CHAPITRE VIII
Il faisait à peine jour lorsque Single poussa la porte de son domicile, hanté par la crainte d’avoir à brandir un mandat pour se traîner jusqu’à sa chambre. La maison était silencieuse. Le miroir de l’entrée lui renvoya l’image peu flatteuse d’un homme encore jeune et séduisant, mais pour l’heure affligé d’un teint cireux et d’yeux rougis par le manque de sommeil. Durant le trajet, il avait élaboré toutes sortes de bonnes excuses pour justifier le débordement de ses horaires de travail. Mais au bout du compte, il espérait avoir à n’en fournir aucun.
De sévères courbatures tiraillaient ses côtes. Il renonça à la douche et décida de se coucher sans plus attendre.
Il gravit l’escalier sur la pointe des pieds. Au passage, il décocha deux directs pâteux au sac de sable suspendu en permanence dans le couloir. Son absence de punch le figea d’horreur. En poussant la porte de la chambre, il fut soulagé de constater que Sandra dormait toujours. Il dénoua sa cravate et s’échoua à plat ventre sur le lit. La torpeur lui fermait déjà les yeux, lorsqu’une sensation agréable vint le rappeler des profondeurs.
Sandra s’était nichée tout contre lui, éparpillant ses cheveux blonds sur son torse. Il sut qu’elle était réveillée.
— Salut, dit-il.
— Salut, répliqua-t-elle en ouvrant les yeux.

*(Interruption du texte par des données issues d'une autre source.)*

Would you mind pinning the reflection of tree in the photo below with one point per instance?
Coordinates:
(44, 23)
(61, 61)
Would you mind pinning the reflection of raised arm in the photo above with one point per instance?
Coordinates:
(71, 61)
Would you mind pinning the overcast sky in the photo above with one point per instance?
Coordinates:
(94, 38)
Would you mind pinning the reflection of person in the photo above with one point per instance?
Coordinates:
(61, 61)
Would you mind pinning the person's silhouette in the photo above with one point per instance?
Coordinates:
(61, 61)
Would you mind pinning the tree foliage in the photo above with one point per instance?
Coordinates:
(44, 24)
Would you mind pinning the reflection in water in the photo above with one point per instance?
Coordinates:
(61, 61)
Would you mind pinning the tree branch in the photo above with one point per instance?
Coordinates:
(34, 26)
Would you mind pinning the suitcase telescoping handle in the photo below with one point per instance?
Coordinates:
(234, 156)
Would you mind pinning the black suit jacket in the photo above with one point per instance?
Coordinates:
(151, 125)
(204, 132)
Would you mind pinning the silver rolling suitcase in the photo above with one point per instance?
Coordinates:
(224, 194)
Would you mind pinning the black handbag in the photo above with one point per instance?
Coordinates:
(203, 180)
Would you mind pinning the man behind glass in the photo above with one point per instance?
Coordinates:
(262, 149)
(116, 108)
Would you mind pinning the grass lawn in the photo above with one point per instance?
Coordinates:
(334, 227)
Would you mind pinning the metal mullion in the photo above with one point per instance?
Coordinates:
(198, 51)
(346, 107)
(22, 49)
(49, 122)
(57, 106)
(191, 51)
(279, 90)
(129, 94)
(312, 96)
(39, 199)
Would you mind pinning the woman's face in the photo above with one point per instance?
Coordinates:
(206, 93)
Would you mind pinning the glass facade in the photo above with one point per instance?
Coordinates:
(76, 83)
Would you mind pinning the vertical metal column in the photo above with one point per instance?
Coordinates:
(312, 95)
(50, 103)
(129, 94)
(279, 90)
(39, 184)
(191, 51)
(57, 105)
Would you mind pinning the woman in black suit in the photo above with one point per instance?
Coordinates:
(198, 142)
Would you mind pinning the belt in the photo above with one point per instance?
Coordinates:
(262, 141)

Il sentit qu’elle était nue sous sa nuisette et la façon dont elle s’appuyait contre lui n’était que trop explicite. Il la fit rouler sous lui. Depuis combien de temps n’avaient-ils pas fait l’amour ? C’était décidément un foutu métier, avec des horaires impossibles. Ils s’enlacèrent avec passion et il ne leur fallut guère que quelques minutes pour mêler leurs gémissements. Ils ne s’étaient pas plus tôt séparés qu’un petit garçon encore englué dans des rêves sucrés fit son apparition, une peluche coincée sous son bras gauche. Il n’avait pas sept ans et flottait dans un pyjama trop grand qui vantait la bravoure d’un robot nippon invincible.
— Salut, papa, bâilla-t-il. T’es encore rentré tard ! Maman n’était pas contente du tout…
Et sans attendre les réactions à son intrusion inopinée, il se détourna pour mettre le cap sur la cuisine. Single partit d’un éclat de rire.
— Moins une. Tu m’as attendu, hier soir ? La femme de Kromsky n’a pas appelé ?
— Si, si. Mais j’avais déjà commencé à me faire du mauvais sang. Pourquoi tu n’as pas appelé toi-même ?
— Débordé, ma biche. La merde. C’était une foutue nuit. J’ai même fait la connaissance d’un docteur en démonologie qui avait élu domicile dans une décharge publique. Rends-toi compte. Il a eu le temps de m’entraîner dans un immeuble qui a failli s’écrouler sur nos têtes. Au fait tu ne vas pas travailler, ce matin ?
Sandra le dévisagea avec accablement.
— Est-ce que tu sais au moins quel jour on est ?
— Je… Oh, merde, déjà dimanche ?
— Déjà dimanche, ouais, et t’as promis au gamin de l’emmener au parc.
— Au parc ? gémit Single.
La jeune femme rajusta sa nuisette, sincèrement compatissante.
— OK, Bilbo, je m’occupe du parc. Café ?
— Café.
Une heure plus tard, le téléphone sonna. Le sergent Parker était au bout du fil. Les nouvelles n’étaient pas bonnes. Les pires prédictions du docteur Graymes se réalisaient ; on venait de déterrer trois cadavres d’adolescents affreusement mutilés aux alentours de l’immeuble effondré de Shrepton Street.